Ayrıca 1136 sayılı Avukatlık Kanunu’nun “Avukatlık Ücreti” başlıklı 164. maddesinin 1. fıkrasında, avukatlık ücretinin, avukatın hukuki yardımının karşılığı olan meblağı veya değeri ifade ettiği hükme bağlanmış; Avukatlık Asgari Ücret Tarifesinin “Avukatlık Ücretinin Kapsadığı İşler” başlıklı 2. maddesinde Tarifede yazılı avukatlık ücretinin kesin hüküm elde edilinceye kadar olan dava, iş ve işlemlerin ücretinin karşılığı olduğu, Aynı tarifenin 5. Maddesinde hangi aşamada olursa olsun, dava ve icra takibini kabul eden avukat, bu Tarife hükümleri ile belirlenen ücretin tamamına hak kazanacağı belirtilmiştir.

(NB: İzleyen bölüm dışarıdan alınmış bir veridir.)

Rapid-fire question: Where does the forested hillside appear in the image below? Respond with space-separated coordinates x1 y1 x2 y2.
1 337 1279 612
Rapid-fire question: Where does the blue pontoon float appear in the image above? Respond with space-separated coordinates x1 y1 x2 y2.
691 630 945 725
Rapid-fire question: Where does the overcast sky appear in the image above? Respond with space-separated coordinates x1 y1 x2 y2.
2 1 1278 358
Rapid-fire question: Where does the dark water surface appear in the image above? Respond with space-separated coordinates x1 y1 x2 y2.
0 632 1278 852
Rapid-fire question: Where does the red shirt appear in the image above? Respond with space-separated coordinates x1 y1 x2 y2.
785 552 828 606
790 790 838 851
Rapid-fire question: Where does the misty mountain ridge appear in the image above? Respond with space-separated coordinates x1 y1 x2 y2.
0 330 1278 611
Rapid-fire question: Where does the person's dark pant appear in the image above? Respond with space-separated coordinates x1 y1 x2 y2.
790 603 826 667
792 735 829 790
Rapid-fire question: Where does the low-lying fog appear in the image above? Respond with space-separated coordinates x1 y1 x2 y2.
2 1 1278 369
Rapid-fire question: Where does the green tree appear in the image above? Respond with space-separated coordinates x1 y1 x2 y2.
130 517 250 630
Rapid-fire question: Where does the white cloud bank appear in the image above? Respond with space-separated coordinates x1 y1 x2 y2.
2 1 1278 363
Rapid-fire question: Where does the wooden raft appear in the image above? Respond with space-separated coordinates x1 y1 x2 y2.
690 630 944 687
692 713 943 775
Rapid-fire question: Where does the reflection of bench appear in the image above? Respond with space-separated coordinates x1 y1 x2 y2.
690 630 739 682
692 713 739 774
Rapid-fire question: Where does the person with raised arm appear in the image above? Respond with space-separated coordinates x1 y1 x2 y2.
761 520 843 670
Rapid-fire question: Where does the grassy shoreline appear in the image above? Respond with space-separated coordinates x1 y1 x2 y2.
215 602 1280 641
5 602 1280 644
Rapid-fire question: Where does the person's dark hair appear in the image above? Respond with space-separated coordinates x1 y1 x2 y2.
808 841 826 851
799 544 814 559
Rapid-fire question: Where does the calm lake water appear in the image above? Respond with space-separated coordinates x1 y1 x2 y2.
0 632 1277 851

Yine aynı Kanunun 168. Maddesinde; hukuki yardımın tamamlandığı veya dava sonunda hüküm verildiği tarihte yürürlükte olan tarife esas alınarak avukatlık ücretine hükmedileceği hükme bağlanmış, Hukuk Muhakemeleri Kanunu’nun 326. Maddesinde Kanunda yazılı hükümler dışında yargılama giderlerinin aleyhine hüküm verilen taraftan alınmasına karar verileceği, davada iki tarafın her biri kısmen haklı çıkarsa mahkemece, yargılama giderlerinin tarafların haklılık oranına göre paylaştırılacağı, aynı kanunun 323. maddesinin 1. Fıkrasının ğ) bendinde ise vekalet ücretlerinin de mahkeme masrafları içinde olduğu belirtilmiştir.
HUKUKİ DEĞERLENDİRME:
Temyizen incelenen dosyada davalı idare vekilince süresinde savunma dilekçesi verilmemiş ise de, dosya kapsamında yapılan keşfe katıldığı hususu gözönünde bulundurulduğunda davalı vekilince hukuki yardımda bulunulduğu ve vekilin yargılamaya katkısı açık olduğundan davalı idare vekili lehine vekalet ücretine hükmedilmemesinde hukuki isabet görülmemiştir.
KARAR SONUCU :
Açıklanan nedenlerle;
1.2577 sayılı Kanunun 49. maddesine uygun bulunan davalının temyiz isteminin kabulüne,
2.Davanın yukarıda özetlenen gerekçeyle reddine ilişkin temyize konu … İdare Mahkemesinin … tarih ve E:…, K:… sayılı kararının esasına ilişkin kısmının ONANMASINA vekalet ücretine yönelik olarak BOZULMASINA,
3. Dosyanın anılan Mahkemeye gönderilmesine,
4. 2577 sayılı Kanunun (Geçici 8. maddesi uyarınca uygulanmasına devam edilen) 54. maddesinin 1. fıkrası uyarınca bu kararın tebliğ tarihini izleyen 15 gün içerisinde kararın düzeltilmesi yolu açık olmak üzere 23/12/2020 tarihinde oybirliğiyle karar verildi.